Además hablaba mucho mejor ahora que practicaba todos los días y ya había dejado atrás la desesperación. A lo que al principio tanto le había enojado, mover una piedra entre las manos, ahora le dedicaba tanto empeño que Ibrahim y Yussuf de vez en cuando tenían que detenerlo para que no se esforzase demasiado.
Le había comentado a Arn que era como ver y sentir a la vez cómo la vida volvía al cuerpo y al alma. Pero lo que más alegró a su hijo fue que dijo que entendía que eso no era un milagro, por mucho que lo dijese la gente al volver a verlo con vigor y saludable. Era el resultado de su trabajo, de su propia voluntad y, bueno, de sus oraciones, pero más que nada eran los conocimientos de los dos hombres extranjeros. Eran personas normales, no eran santos ni brujas, aunque llevasen vestimentas extrañas y hablasen un idioma incomprensible.
Finalmente, Arn le contó la verdad a su padre: que esos hombres, Ibrahim y Yussuf, ya que así se pronunciaban sus nombres, eran sarracenos.

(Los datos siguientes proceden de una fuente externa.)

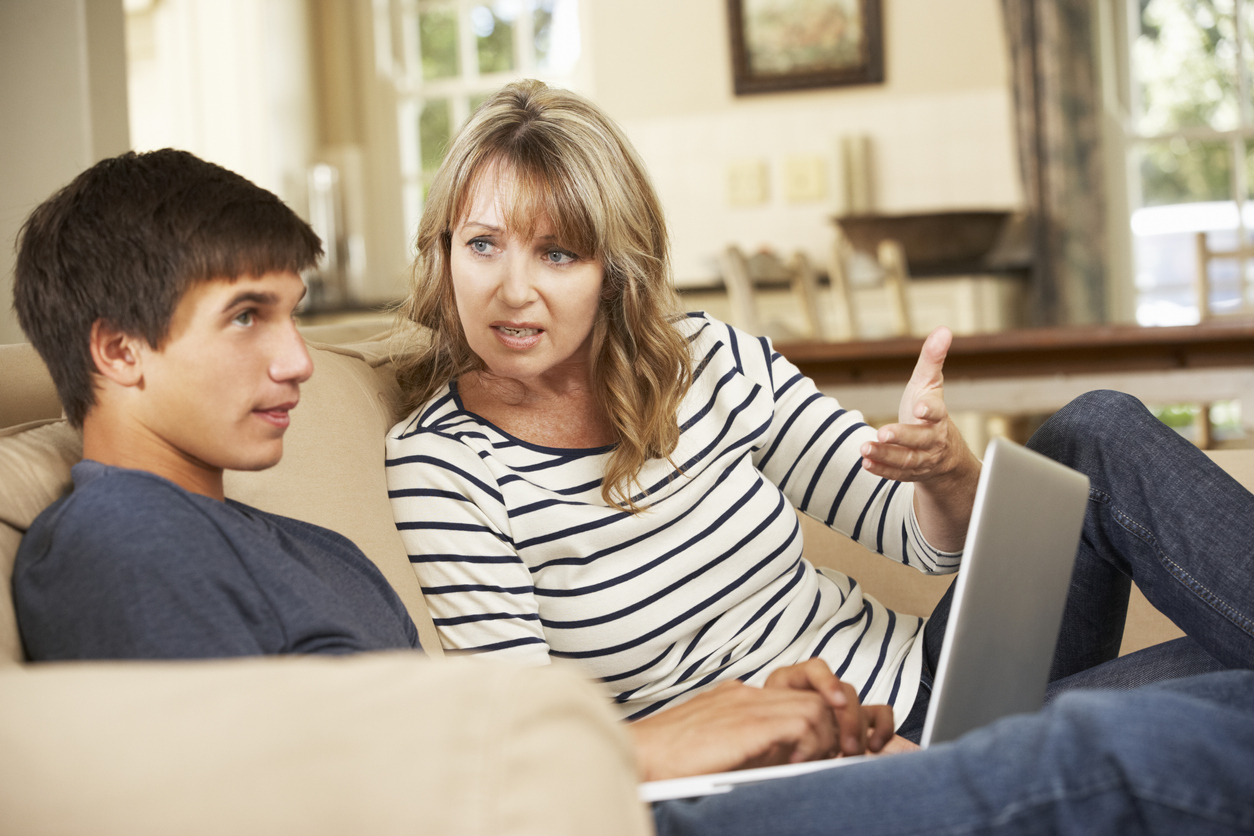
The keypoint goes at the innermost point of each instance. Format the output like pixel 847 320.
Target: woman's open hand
pixel 926 448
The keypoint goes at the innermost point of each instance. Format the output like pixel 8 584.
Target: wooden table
pixel 1038 370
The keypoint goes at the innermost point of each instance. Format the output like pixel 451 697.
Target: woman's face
pixel 527 305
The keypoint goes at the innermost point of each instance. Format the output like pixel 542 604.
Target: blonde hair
pixel 574 168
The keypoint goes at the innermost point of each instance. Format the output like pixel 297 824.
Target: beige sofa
pixel 379 743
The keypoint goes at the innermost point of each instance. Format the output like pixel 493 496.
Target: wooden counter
pixel 1038 370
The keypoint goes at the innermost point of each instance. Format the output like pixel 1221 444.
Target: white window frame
pixel 1119 24
pixel 399 57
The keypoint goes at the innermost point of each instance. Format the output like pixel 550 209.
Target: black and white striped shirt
pixel 522 559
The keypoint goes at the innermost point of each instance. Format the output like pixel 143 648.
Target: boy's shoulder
pixel 112 504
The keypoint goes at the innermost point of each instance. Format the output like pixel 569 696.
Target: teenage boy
pixel 161 290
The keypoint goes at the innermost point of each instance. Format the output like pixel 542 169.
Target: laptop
pixel 1006 613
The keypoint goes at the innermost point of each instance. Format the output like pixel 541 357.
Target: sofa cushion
pixel 28 394
pixel 35 461
pixel 374 743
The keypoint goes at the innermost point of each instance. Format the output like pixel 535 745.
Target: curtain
pixel 1057 120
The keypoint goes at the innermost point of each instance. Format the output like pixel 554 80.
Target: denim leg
pixel 1163 514
pixel 1174 758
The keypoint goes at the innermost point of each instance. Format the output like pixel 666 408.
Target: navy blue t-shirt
pixel 129 565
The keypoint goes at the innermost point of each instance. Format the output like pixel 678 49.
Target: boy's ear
pixel 115 355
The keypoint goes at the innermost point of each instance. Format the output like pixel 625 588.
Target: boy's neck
pixel 112 445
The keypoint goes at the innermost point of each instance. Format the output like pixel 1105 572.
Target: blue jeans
pixel 1174 758
pixel 1160 513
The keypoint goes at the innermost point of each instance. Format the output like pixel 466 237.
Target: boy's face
pixel 220 391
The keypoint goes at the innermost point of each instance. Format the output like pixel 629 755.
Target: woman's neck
pixel 552 416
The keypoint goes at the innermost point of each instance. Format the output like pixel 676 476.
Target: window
pixel 448 55
pixel 1189 133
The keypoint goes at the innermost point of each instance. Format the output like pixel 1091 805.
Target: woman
pixel 587 475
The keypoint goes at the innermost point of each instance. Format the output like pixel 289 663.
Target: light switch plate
pixel 748 183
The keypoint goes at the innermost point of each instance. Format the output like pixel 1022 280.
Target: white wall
pixel 941 124
pixel 230 80
pixel 63 107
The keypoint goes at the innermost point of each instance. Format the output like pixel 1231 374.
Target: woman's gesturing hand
pixel 804 713
pixel 926 448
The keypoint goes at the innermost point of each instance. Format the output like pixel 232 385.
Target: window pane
pixel 434 129
pixel 1185 63
pixel 557 34
pixel 438 39
pixel 1181 171
pixel 494 35
pixel 1186 201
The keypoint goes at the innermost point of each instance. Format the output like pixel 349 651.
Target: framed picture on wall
pixel 798 44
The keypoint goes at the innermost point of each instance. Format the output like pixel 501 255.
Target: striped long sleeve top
pixel 521 559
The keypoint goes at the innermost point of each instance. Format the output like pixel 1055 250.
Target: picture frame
pixel 801 44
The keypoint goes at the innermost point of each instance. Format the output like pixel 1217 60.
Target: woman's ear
pixel 115 354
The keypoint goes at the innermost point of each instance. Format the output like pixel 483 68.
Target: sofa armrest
pixel 375 743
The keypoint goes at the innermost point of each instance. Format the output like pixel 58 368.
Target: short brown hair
pixel 126 240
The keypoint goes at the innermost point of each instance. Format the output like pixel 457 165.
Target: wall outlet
pixel 748 183
pixel 805 178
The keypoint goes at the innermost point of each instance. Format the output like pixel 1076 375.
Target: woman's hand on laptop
pixel 862 727
pixel 801 715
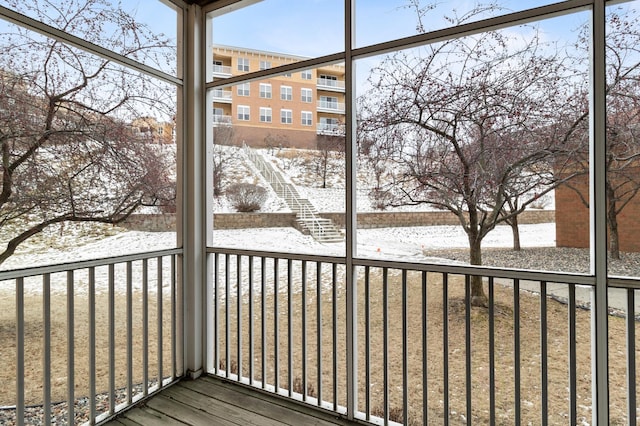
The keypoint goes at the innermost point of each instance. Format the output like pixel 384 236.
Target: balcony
pixel 221 71
pixel 222 120
pixel 331 107
pixel 222 96
pixel 330 129
pixel 330 85
pixel 400 344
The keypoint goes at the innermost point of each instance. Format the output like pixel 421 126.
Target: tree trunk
pixel 478 297
pixel 516 232
pixel 614 238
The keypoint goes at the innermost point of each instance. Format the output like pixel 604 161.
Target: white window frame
pixel 243 64
pixel 265 90
pixel 243 89
pixel 306 118
pixel 286 93
pixel 306 95
pixel 265 65
pixel 244 113
pixel 286 116
pixel 265 115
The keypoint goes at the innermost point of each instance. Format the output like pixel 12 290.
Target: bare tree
pixel 222 136
pixel 328 147
pixel 469 124
pixel 623 118
pixel 68 150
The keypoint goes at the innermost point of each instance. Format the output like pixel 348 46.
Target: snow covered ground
pixel 404 244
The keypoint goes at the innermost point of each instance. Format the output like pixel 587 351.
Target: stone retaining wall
pixel 166 222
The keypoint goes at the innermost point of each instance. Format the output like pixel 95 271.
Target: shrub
pixel 246 197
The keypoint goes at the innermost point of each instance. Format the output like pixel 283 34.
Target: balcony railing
pixel 223 96
pixel 421 352
pixel 222 120
pixel 331 106
pixel 331 85
pixel 221 71
pixel 399 342
pixel 330 129
pixel 104 332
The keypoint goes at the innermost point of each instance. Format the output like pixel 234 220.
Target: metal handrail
pixel 388 381
pixel 304 210
pixel 154 272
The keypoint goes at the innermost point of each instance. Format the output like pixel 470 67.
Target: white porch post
pixel 598 175
pixel 194 195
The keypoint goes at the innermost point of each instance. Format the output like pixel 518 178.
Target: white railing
pixel 222 70
pixel 221 95
pixel 305 212
pixel 107 336
pixel 327 83
pixel 222 119
pixel 330 129
pixel 425 355
pixel 331 106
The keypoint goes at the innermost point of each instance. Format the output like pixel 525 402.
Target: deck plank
pixel 278 409
pixel 214 401
pixel 236 415
pixel 145 416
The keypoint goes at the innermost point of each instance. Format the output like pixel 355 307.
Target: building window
pixel 243 113
pixel 265 115
pixel 307 95
pixel 328 102
pixel 243 64
pixel 307 118
pixel 265 65
pixel 286 93
pixel 265 90
pixel 286 116
pixel 243 89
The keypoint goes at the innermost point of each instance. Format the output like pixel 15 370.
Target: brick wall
pixel 572 219
pixel 166 222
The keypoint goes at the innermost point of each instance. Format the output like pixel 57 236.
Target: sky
pixel 293 27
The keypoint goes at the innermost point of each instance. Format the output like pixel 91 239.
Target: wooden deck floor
pixel 211 401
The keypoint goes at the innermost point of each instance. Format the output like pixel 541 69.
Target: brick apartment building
pixel 290 110
pixel 572 218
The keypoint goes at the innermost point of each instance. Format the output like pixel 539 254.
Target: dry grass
pixel 34 334
pixel 530 341
pixel 334 351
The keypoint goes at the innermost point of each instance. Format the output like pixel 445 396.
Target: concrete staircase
pixel 308 220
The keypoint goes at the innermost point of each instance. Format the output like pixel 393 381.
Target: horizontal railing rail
pixel 108 336
pixel 424 353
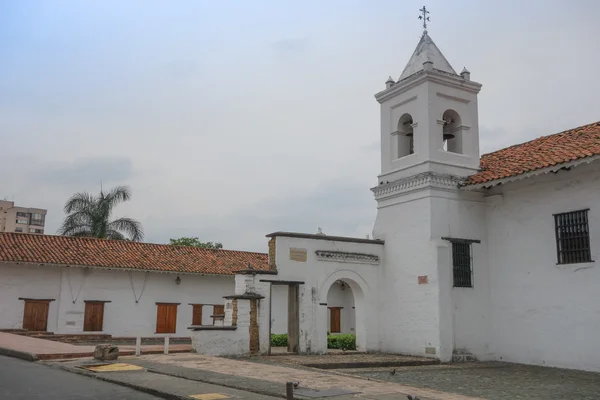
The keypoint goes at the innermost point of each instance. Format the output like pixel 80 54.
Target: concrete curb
pixel 23 355
pixel 139 388
pixel 219 383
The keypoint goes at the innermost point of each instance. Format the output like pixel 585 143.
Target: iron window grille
pixel 462 261
pixel 572 237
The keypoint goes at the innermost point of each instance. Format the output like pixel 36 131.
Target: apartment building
pixel 21 219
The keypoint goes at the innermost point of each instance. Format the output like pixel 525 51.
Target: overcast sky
pixel 233 119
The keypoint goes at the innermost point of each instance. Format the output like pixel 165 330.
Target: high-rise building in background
pixel 21 219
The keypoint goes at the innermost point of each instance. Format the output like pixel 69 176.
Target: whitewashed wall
pixel 410 319
pixel 544 313
pixel 27 282
pixel 318 276
pixel 279 308
pixel 336 297
pixel 122 316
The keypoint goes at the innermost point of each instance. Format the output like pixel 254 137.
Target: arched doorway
pixel 346 299
pixel 340 309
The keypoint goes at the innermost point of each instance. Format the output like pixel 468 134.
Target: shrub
pixel 279 340
pixel 345 342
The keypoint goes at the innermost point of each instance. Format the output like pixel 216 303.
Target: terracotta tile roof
pixel 543 152
pixel 74 251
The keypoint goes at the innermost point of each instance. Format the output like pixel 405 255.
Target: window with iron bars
pixel 572 237
pixel 462 270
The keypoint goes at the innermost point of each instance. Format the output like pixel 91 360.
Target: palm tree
pixel 89 215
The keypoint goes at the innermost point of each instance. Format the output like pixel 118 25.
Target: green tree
pixel 89 215
pixel 194 242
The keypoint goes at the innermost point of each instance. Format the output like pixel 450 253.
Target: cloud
pixel 342 208
pixel 82 172
pixel 292 49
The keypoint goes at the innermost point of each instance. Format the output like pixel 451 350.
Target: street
pixel 26 380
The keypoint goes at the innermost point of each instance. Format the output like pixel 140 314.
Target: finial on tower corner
pixel 425 18
pixel 389 83
pixel 466 75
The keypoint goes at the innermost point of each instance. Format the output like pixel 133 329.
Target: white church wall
pixel 410 322
pixel 279 308
pixel 344 298
pixel 544 313
pixel 466 317
pixel 122 315
pixel 318 276
pixel 27 281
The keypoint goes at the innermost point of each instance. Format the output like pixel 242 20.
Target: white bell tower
pixel 429 145
pixel 429 119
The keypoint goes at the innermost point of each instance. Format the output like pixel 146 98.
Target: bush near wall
pixel 345 342
pixel 279 340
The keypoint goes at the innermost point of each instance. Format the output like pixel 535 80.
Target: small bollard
pixel 138 345
pixel 289 391
pixel 166 345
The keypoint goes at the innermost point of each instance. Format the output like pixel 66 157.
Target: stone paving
pixel 49 349
pixel 314 379
pixel 495 381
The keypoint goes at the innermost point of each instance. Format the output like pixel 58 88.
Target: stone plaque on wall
pixel 298 254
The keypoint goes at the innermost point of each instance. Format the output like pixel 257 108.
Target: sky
pixel 233 119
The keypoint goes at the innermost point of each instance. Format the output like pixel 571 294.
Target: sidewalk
pixel 270 379
pixel 163 386
pixel 32 349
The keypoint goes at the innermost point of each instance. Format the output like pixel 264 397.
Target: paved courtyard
pixel 495 381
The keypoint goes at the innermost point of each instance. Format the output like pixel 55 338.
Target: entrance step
pixel 462 356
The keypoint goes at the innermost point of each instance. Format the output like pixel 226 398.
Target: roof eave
pixel 541 171
pixel 41 264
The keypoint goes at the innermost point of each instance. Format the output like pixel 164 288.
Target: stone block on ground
pixel 106 352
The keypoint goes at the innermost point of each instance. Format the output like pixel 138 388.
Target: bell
pixel 448 136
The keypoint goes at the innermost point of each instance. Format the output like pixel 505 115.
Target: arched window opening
pixel 452 133
pixel 405 136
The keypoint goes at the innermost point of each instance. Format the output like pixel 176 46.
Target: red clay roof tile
pixel 543 152
pixel 76 251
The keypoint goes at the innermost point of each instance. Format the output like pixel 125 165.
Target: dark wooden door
pixel 35 317
pixel 196 314
pixel 218 310
pixel 94 316
pixel 166 318
pixel 334 322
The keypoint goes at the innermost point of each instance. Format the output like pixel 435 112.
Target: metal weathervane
pixel 424 17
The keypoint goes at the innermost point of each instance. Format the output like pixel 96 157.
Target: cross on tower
pixel 424 17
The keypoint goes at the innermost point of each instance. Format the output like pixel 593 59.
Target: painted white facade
pixel 70 287
pixel 319 274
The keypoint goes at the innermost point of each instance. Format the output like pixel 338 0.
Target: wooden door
pixel 166 317
pixel 218 310
pixel 334 319
pixel 196 314
pixel 35 316
pixel 94 316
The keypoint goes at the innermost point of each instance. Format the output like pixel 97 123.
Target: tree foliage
pixel 89 216
pixel 195 242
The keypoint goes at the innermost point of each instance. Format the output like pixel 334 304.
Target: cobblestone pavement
pixel 495 381
pixel 338 358
pixel 313 379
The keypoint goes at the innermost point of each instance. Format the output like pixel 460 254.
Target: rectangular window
pixel 196 314
pixel 461 264
pixel 37 219
pixel 166 317
pixel 572 237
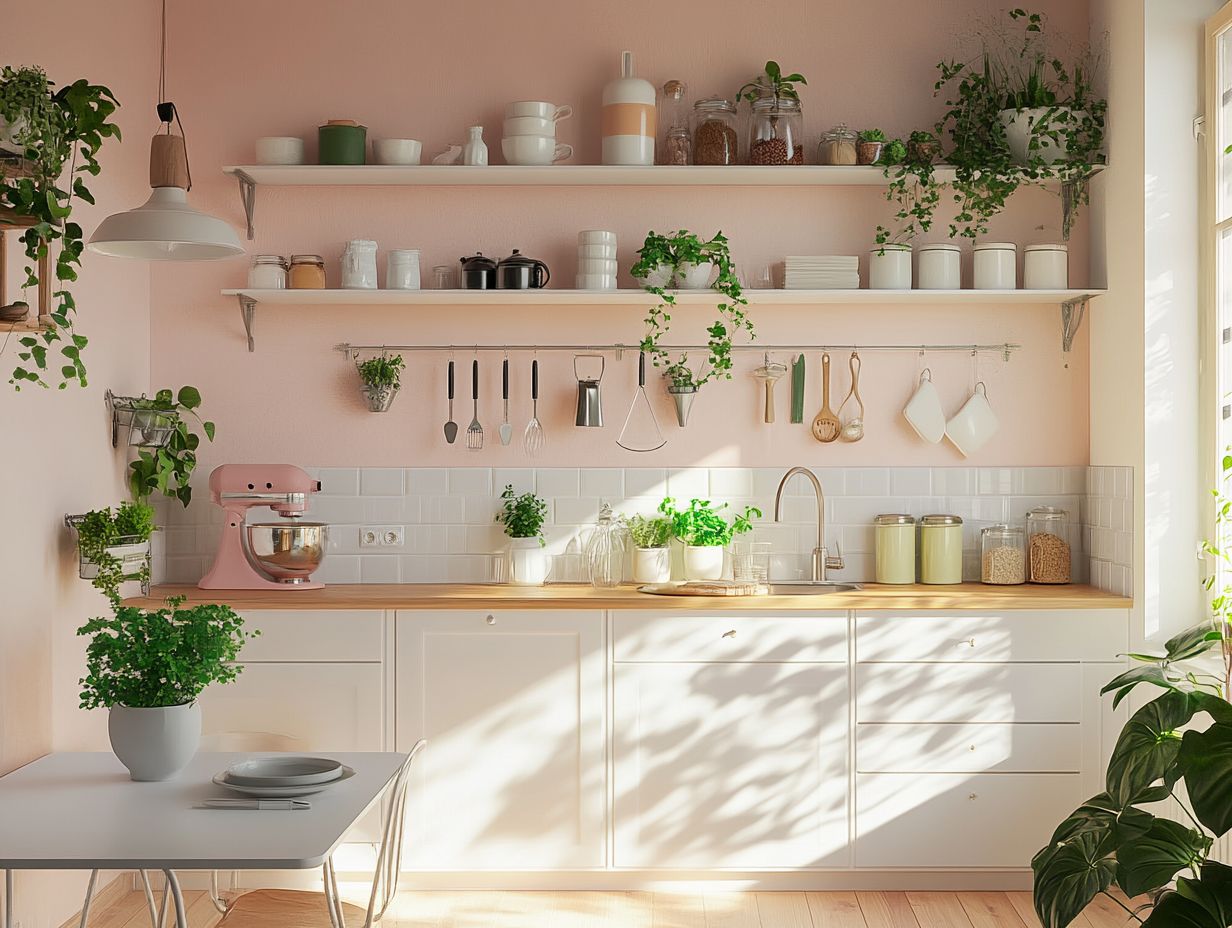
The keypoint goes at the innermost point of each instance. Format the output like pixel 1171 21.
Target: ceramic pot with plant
pixel 522 516
pixel 652 557
pixel 148 668
pixel 706 534
pixel 382 380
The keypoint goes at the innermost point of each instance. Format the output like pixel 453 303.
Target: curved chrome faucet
pixel 822 561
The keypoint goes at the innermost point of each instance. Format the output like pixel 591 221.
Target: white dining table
pixel 80 811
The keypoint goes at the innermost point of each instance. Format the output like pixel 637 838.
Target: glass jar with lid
pixel 940 549
pixel 838 146
pixel 1049 553
pixel 715 137
pixel 776 131
pixel 1002 556
pixel 895 544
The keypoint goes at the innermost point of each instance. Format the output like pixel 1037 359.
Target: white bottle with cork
pixel 628 117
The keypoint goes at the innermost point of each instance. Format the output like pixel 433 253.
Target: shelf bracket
pixel 248 313
pixel 1072 313
pixel 248 197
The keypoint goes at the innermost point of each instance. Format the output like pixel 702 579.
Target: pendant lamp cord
pixel 166 110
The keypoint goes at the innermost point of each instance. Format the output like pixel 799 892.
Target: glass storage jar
pixel 940 549
pixel 1049 553
pixel 1002 556
pixel 715 137
pixel 267 272
pixel 307 272
pixel 895 542
pixel 776 133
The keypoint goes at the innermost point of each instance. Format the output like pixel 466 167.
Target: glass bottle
pixel 1002 556
pixel 605 551
pixel 776 131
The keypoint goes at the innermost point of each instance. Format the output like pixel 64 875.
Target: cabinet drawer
pixel 968 748
pixel 311 635
pixel 752 636
pixel 1078 635
pixel 968 693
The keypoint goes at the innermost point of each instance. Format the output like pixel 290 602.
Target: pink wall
pixel 404 73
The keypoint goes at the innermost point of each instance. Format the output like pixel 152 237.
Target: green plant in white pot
pixel 652 557
pixel 147 668
pixel 706 534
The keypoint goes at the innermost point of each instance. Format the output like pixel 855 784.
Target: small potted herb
pixel 147 668
pixel 522 516
pixel 706 534
pixel 652 558
pixel 382 380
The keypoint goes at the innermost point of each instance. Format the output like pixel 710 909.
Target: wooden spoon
pixel 827 425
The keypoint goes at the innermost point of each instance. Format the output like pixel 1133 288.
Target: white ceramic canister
pixel 994 265
pixel 628 117
pixel 890 268
pixel 940 266
pixel 402 269
pixel 360 265
pixel 1046 268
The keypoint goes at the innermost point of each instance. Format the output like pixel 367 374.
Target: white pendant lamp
pixel 165 228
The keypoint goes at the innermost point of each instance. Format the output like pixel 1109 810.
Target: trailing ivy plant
pixel 168 470
pixel 53 130
pixel 667 254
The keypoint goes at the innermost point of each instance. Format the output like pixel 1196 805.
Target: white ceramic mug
pixel 923 411
pixel 539 109
pixel 534 149
pixel 397 150
pixel 975 424
pixel 280 149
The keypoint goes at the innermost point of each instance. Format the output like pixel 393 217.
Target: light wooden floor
pixel 646 910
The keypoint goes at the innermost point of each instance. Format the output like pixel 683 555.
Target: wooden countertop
pixel 472 595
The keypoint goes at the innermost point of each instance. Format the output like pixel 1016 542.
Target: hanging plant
pixel 51 130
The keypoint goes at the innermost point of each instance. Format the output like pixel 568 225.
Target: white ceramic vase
pixel 652 565
pixel 154 743
pixel 704 563
pixel 529 562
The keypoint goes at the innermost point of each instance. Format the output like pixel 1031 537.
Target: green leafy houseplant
pixel 160 657
pixel 701 524
pixel 53 128
pixel 522 515
pixel 168 470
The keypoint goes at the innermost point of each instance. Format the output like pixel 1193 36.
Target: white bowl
pixel 280 149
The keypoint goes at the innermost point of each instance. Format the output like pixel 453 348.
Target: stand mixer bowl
pixel 288 550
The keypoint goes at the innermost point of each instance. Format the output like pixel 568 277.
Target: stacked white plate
pixel 596 260
pixel 282 775
pixel 822 272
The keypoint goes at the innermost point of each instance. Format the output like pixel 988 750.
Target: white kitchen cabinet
pixel 513 706
pixel 729 764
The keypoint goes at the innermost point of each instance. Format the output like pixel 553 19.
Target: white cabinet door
pixel 731 765
pixel 513 709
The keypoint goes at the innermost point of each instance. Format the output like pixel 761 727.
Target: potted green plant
pixel 382 380
pixel 147 668
pixel 652 557
pixel 705 534
pixel 115 546
pixel 522 516
pixel 51 130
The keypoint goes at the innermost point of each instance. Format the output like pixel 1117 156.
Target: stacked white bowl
pixel 530 133
pixel 596 260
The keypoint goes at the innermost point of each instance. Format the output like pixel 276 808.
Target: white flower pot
pixel 704 563
pixel 652 565
pixel 529 562
pixel 154 743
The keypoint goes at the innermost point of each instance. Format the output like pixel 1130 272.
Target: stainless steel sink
pixel 808 588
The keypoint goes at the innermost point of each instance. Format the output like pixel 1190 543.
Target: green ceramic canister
pixel 341 142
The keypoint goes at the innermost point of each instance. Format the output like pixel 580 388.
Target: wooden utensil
pixel 827 425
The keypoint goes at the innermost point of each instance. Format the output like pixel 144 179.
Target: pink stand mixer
pixel 265 555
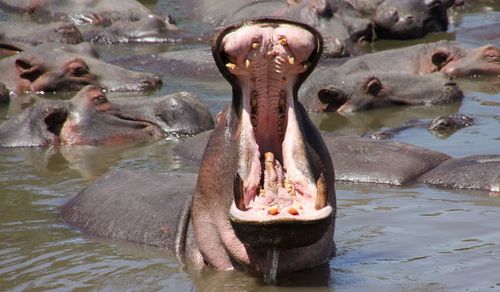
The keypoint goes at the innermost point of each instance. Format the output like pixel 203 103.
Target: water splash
pixel 273 255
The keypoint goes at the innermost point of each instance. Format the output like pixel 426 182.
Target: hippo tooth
pixel 321 194
pixel 238 192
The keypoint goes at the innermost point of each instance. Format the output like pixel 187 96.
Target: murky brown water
pixel 389 239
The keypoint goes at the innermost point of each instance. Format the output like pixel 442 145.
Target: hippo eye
pixel 439 58
pixel 373 86
pixel 99 99
pixel 79 71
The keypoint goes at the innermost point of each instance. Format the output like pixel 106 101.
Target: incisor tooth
pixel 321 194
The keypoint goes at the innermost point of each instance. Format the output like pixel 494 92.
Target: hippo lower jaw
pixel 276 198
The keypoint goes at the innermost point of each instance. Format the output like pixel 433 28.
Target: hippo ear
pixel 373 86
pixel 28 69
pixel 54 120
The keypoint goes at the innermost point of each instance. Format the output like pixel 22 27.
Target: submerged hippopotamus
pixel 265 188
pixel 445 56
pixel 89 118
pixel 100 21
pixel 441 126
pixel 52 68
pixel 328 90
pixel 400 19
pixel 17 36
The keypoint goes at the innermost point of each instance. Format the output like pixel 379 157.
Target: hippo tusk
pixel 238 192
pixel 322 193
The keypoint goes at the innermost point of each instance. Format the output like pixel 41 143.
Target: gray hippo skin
pixel 17 36
pixel 329 90
pixel 400 19
pixel 100 21
pixel 441 126
pixel 51 68
pixel 445 56
pixel 90 118
pixel 233 224
pixel 480 172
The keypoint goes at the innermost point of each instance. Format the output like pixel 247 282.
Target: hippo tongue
pixel 274 182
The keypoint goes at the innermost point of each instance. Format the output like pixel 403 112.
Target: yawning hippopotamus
pixel 52 68
pixel 265 187
pixel 90 118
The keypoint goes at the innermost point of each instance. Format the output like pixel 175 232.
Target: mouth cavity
pixel 275 184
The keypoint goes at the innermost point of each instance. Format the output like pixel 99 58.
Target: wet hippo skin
pixel 330 90
pixel 100 21
pixel 479 172
pixel 52 68
pixel 90 118
pixel 300 200
pixel 445 56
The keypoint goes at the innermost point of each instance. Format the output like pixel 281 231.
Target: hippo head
pixel 362 91
pixel 275 192
pixel 484 60
pixel 89 118
pixel 93 120
pixel 36 74
pixel 405 19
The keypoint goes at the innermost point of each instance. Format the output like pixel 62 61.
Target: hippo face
pixel 37 75
pixel 404 19
pixel 93 120
pixel 89 118
pixel 269 190
pixel 481 61
pixel 363 91
pixel 69 68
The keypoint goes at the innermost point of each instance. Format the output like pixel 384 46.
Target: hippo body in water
pixel 329 90
pixel 243 188
pixel 17 36
pixel 53 68
pixel 101 21
pixel 90 118
pixel 445 56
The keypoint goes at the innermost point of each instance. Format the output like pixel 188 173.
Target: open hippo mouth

El señor Magnus se había quedado callado tanto tiempo al oír esto que Arn se arrepintió de su deseo de decir la verdad. Finalmente, su padre asintió y dijo que lo que realmente hacía mejor la vida eran los buenos conocimientos de cerca o de lejos. Lo había visto con sus propios ojos y lo había sentido con sus propios miembros. Y si la gente de la Iglesia sólo decía maldades sobre esos sarracenos, no importaba nada comparado con lo que decía su propio hijo. Pues ¿quién conocía la verdad? ¿El que era sacerdote en Forsvik u obispo en Aros Oriental o el que había luchado contra los sarracenos durante veinte años?